What happened next was caught on video: The officer put the student in a chokehold.
The NYPD’s patrol guide expressly bans chokeholds. But the departmental prosecutor declined to seek internal discipline in the case. That decision was part of a larger pattern at the NYPD in the five years leading up to the July death of Staten Island man Eric Garner, according to a report from the department’s new inspector general.
“Our targeted analysis revealed troubling deficiencies from the top-down that must be rectified,” Philip Eure, the inspector general, wrote in a letter released Monday.

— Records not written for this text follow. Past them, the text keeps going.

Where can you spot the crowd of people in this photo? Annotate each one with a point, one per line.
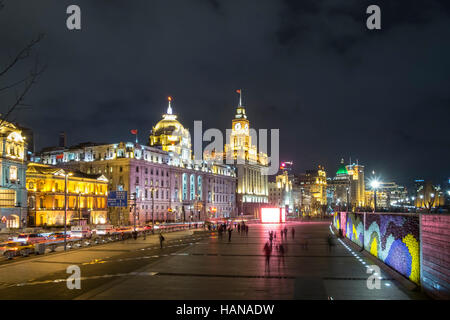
(279, 245)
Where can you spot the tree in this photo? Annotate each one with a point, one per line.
(19, 88)
(434, 196)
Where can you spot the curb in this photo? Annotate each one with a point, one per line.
(406, 283)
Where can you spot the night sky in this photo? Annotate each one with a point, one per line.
(311, 68)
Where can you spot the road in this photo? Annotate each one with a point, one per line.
(202, 265)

Time and again, Eure’s investigators found, New York police officers resorted to chokeholds first — often for the crime of merely questioning the officer’s authority. And time and again, the NYPD ignored discipline recommendations from the independent agency that investigated civilians’ chokehold complaints.
“NYPD bans on chokeholds and other practices are meaningless if officers aren’t held accountable for continuing to use them,” Priscilla Gonzalez, organizing director of the group Communities United for Police Reform, said in a statement. She applauded Eure’s report and called on Mayor Bill de Blasio and Police Commissioner William Bratton to take immediate steps to impose sterner discipline.